Last weekend, I was on my way into Manhattan, riding the F-train across from three other passengers. One, the A-Rod archetype, had an electronic gadget half-way between a Blackberry and a laptop open on his lap. He wasn’t looking at the screen, though. An exotic-looking (extraordinarily so, I must say) woman had distracted him. When the person sitting between them got off the train, B-Rod slid down the bench seat toward her and wasted no time striking up a little small talk.

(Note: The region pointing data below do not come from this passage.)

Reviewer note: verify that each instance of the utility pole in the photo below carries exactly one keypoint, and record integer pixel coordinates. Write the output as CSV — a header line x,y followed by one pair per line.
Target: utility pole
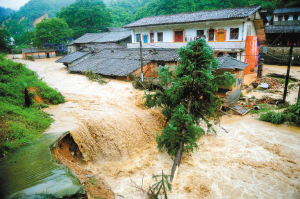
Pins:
x,y
288,69
141,52
30,45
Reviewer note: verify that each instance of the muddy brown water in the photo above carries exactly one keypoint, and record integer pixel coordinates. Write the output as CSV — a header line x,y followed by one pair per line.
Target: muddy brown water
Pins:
x,y
254,160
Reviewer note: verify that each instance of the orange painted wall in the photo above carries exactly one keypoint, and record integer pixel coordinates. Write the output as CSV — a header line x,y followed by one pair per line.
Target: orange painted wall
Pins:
x,y
251,53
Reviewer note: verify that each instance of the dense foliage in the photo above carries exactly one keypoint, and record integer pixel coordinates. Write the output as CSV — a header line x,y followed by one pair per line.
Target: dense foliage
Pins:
x,y
86,16
189,97
4,41
20,125
54,31
291,115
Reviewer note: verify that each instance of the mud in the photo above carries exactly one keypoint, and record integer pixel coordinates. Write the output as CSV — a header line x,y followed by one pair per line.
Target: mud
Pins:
x,y
117,139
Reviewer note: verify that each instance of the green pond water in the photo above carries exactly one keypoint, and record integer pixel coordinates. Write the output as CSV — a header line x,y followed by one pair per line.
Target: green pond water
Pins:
x,y
31,172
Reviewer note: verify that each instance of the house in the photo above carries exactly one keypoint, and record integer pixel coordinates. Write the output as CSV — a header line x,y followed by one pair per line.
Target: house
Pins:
x,y
236,67
282,29
121,63
234,31
88,51
111,35
38,53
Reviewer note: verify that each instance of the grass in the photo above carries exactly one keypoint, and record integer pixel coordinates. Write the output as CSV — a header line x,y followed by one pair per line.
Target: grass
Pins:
x,y
95,77
20,125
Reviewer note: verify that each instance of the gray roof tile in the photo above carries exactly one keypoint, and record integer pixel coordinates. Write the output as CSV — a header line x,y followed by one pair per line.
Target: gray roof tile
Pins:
x,y
230,13
282,29
286,10
228,62
36,50
122,62
70,58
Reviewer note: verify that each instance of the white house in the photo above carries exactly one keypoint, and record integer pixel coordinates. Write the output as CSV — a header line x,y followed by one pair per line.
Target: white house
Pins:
x,y
233,31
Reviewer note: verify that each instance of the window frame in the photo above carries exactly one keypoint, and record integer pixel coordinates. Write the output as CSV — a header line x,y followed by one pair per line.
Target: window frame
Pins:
x,y
160,36
234,35
137,39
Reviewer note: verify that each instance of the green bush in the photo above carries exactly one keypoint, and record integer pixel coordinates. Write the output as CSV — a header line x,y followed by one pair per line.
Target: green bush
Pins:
x,y
20,125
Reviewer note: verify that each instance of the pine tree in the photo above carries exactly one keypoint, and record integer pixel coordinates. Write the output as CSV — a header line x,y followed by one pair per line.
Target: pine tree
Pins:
x,y
188,98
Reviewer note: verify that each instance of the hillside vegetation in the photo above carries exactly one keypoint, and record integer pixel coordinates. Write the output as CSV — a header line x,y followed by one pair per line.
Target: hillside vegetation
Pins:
x,y
20,125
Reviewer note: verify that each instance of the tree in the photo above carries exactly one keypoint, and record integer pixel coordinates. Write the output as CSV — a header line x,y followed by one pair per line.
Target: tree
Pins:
x,y
5,41
86,16
188,98
54,31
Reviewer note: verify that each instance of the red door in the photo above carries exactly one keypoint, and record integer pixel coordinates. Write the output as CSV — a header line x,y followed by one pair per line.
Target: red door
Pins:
x,y
178,36
151,37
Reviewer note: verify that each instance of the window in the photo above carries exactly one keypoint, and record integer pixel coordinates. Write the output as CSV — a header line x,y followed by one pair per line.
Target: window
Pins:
x,y
220,54
286,17
211,35
234,55
234,33
200,34
138,37
295,17
160,36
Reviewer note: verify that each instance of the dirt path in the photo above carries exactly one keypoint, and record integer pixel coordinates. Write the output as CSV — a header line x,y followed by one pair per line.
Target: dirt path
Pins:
x,y
254,160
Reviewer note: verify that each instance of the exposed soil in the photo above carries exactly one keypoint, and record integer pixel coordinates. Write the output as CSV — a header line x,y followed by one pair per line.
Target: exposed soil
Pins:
x,y
116,137
67,152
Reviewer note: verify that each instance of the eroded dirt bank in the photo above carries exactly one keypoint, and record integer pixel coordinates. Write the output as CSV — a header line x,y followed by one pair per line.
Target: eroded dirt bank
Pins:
x,y
117,139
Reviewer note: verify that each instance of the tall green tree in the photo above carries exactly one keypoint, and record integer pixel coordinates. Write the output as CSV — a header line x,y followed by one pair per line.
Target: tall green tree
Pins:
x,y
86,16
5,41
189,98
55,31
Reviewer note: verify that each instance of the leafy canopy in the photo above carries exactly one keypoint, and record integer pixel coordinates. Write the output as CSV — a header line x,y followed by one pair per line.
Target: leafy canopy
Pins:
x,y
53,30
188,98
86,16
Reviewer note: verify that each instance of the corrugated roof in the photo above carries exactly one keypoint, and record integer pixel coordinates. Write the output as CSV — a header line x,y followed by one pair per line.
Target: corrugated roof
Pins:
x,y
36,50
70,58
89,37
122,62
103,37
283,29
286,10
113,37
230,13
228,62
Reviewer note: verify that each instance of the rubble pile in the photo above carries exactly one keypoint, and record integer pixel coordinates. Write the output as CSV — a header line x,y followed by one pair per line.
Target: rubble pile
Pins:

“You’re incredibly beautiful; what’s your heritage?” The woman was blushed graciously and told him that she was Sicilian and Peruvian. She started thumbing through a magazine, but entertained her suitor’s remarks about his own heritage and told him where her parents were from before tilting her head so that her hair draped over her shoulder to form a dark, wavy veil over her face. He tipped forward a bit to get another peek and to offer his phone number, which the woman declined with the coyness that women use when they want to escape without hurting any feelings. She went back to her magazine, B-Rod took it like a man and they just waved and smiled at each other when she got off the train a few stops later.

As I listened in on countless similar conversations over the next few days, I couldn’t tell for sure if I was actually witnessing an increased amount of would-be romantic encounters or not. It’s entirely possible that the hazy heat is not a product humidity and pollution, but a cloud of pheromones exuded by the over-heating bodies of single New Yorkers. It’s also entirely possible that I’m not inhaling any pheromones at all. In fact, I’m downwind of a garbage can, but so hyper-aware of any state of amorousness at all that the festering Happy Meals and copies of this morning’s AM New York smell like a dozen long-stemmed roses and a melting handful of green M&M’s.

Perhaps, then, I had spent the whole week priming myself for my own encounter, which took place at Delancey Street late Friday night. A tall, lanky figure emerged from my peripheral vision to take the last remaining seat on the bench and remarked on impatience and late subway trains. We introduced ourselves and eventually got on the train together. When he disembarked forty minutes later, he was technically little more than a stranger; a stranger named “Lavar…like ‘lover’…I can’t believe I just said that.” As I saved his number in my cell phone, I realized that I had been ‘picked up.’ I didn’t even recognize the motives of the advance behind Lavar’s ironic wit and friendly, effortless humor. He had even teased me about the hickey on my neck, garnered at a previous location from a previous gentleman, but I didn’t feel like he interpreted it as a sign (literally) I would be a sure thing.

My reaction to the pick-up lines and PDsA that people bat back and forth every day is almost always different. Sometimes I’m amused, sometimes I’m impressed, sometimes I’m appalled, and the factors that determine my response are always changing, too. Obviously I’m much more likely to think, “get a room” when I haven’t been in a room of my own for awhile, and when I’m feeling swept off my feet, I’m happy to see someone else get swept. I’m flattered almost as often as I am offended by uninvited and unrequited attention from random guys (and I almost always make a point to interpret cat calls as compliments). No matter what, even in the most sincerely adorable circumstances, I do always find myself wondering: what is it that makes someone interpret a person’s ridership of public transportation as a personal ad?